Friday, March 27, 2009

Spring Thaw

Vancouver housing has seen a Spring Thaw. You can see it in Paul/Gavin's numbers and in Kopyrightklepto's numbers here:

However the reasons for the up-tick is clear:

1) Nothing goes up/down in a straight line. There are folks who missed the run-up and have been kicking themselves. This is the first significant down-turn and a chance for some to get into housing.

2) Low mortgage rates buy you more home. 4.05% for a five year fixed is a pretty good rate (ING Direct). There is a concern that with all this debt being piled on by the governments, long rates and hence mortgage rates will eventually head up. I think we are still a long ways from that, but it is driving some buyers to lock in and buy.

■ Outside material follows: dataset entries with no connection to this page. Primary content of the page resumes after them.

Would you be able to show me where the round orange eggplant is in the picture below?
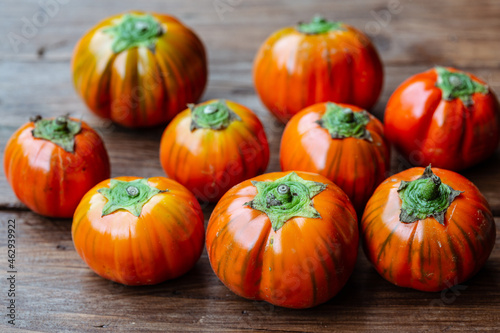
[72,11,207,127]
[361,166,496,291]
[384,67,500,171]
[4,117,110,218]
[71,177,205,285]
[280,103,390,216]
[160,100,269,201]
[206,172,359,308]
[253,17,383,123]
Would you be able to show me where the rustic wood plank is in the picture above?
[0,0,500,68]
[0,211,500,332]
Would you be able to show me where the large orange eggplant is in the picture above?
[253,17,383,122]
[72,11,207,127]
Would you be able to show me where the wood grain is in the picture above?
[0,0,500,332]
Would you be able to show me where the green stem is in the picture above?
[103,14,164,53]
[317,103,372,142]
[98,178,168,216]
[398,166,462,225]
[189,100,241,131]
[245,172,327,231]
[297,15,343,35]
[435,67,489,106]
[32,116,82,153]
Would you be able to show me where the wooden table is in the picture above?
[0,0,500,332]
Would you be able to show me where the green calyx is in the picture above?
[245,172,327,231]
[436,67,488,106]
[188,100,241,131]
[297,16,343,35]
[98,178,168,217]
[31,116,82,153]
[317,103,372,142]
[103,14,164,53]
[398,165,462,225]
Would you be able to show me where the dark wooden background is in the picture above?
[0,0,500,332]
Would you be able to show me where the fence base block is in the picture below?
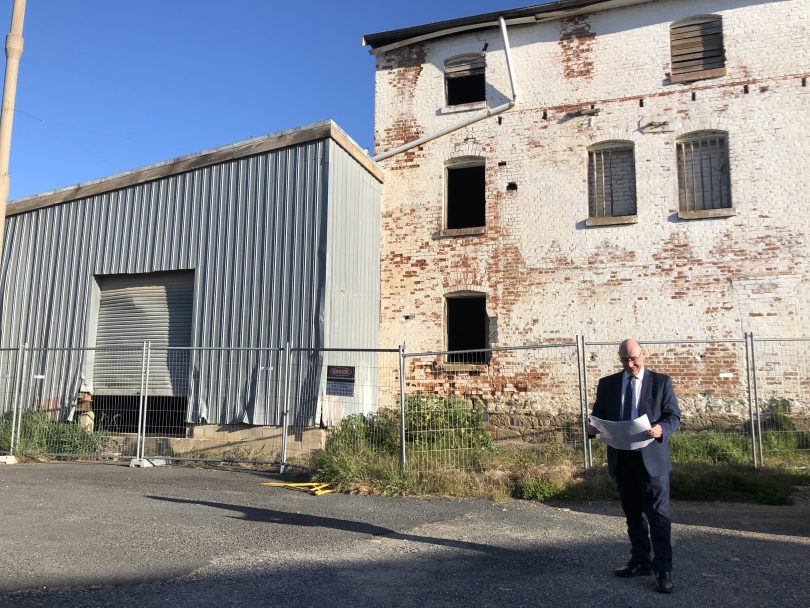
[129,458,169,469]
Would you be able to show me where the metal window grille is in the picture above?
[677,133,731,211]
[588,146,636,217]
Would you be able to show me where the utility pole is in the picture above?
[0,0,25,256]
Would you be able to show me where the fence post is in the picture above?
[576,335,593,469]
[8,342,28,456]
[748,331,765,467]
[743,332,757,468]
[135,342,146,463]
[278,341,292,473]
[399,342,405,470]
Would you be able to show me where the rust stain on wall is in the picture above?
[559,15,596,79]
[379,44,427,99]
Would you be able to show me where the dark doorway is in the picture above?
[93,395,188,437]
[447,295,489,364]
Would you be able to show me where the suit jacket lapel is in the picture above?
[638,369,653,423]
[610,372,624,420]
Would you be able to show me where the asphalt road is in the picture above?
[0,463,810,608]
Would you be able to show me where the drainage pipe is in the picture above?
[0,0,25,252]
[374,17,517,162]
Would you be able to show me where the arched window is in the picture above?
[675,131,731,211]
[445,291,489,364]
[588,141,636,218]
[445,157,486,230]
[669,15,726,82]
[444,53,486,106]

3) We had very low sales in December and January. Months of Inventory had reached a catastrophic (and unsustainable level of 20). The sales were down due to many reasons including the heavy snow-fall, which realtors told me cut open house traffic, and of course the shock over the financial crisis, which people have become accustomed to. This demand ended up in Feb and March and added to the normal Seasonal increase in sales.

4) The financial crisis is still a TV event. We have been spared any major disasters so far. The US and Europe are getting hammered, but due to on-going projects, a better banking system and quick action by the Government (forced into acting to stay in power!) we have so far escaped the worst.

However we are not an Island and I can see increasing anxiety about job losses and reduced spending. None of this fills me with glee. Those of you who used to read the old blog know that I was saying a couple of years ago that this would be the final result of reckless unproductive speculation.

In any case we are still well above the previous few years in inventory:

We will have to see how far this Spring thaw goes. I suspect we get a slow struggle until summer when the 'must sell' folks drop their prices, and buyers bargain tough. Then we have a lull as sellers hold out for the hoped for post Olympic euphoria. By then I suspect we will have all come to realisation that this is no ordinary recession and there wont be a quick rebound.

Add in the post-Olympic price tag and you can decide where house prices are headed.

Good to see some old friends in the comments area. Thanks for the welcome back.


  1. I really enjoy your posts, Fish. They always hit the nail on the head. There is certainly a lot of evidence out there that many people are considering this rally to be a sign of proof that everything is getting better. It is unfortunately wishful thinking. People could make best use of this time to prepare for what is to come. When the media talks about the trillions of dollars in debt, people just hear a word and don't take the time to try to understand how massively significant the number is to their lives.

  2. Thanks GM.

    The next six months should be interesting.

    We have the lowest mortgage rates I have ever seen. Some friends who locked in to a one year variable a year ago for prime- 0.75% or better, are now paying sub-2%!

    However the economy trumps everything. If we continue to falter housing will resume it's fall.

  3. Interest rates are very low. I found this online --3.8%-- Anything lower advertised online?

    I like your summary Fish. Also, a lot of sellers see this as a temporary downturn and are trying to rent to "wait it out". This has caused rents in the downtown area to drop a lot, especially in the mid to high end listings. Drops in rents also put downward pressure on prices, although there is some lagging effect I would guess.

  4. Agree Panda. Rents are dropping. We just renewed with no increase for another year.

    Renters have not been in such a strong position for years.

    As rents drop, the rent/owning comparison gets worse. So any benefit from lower mortgage rates is being cancelled out by lower rents.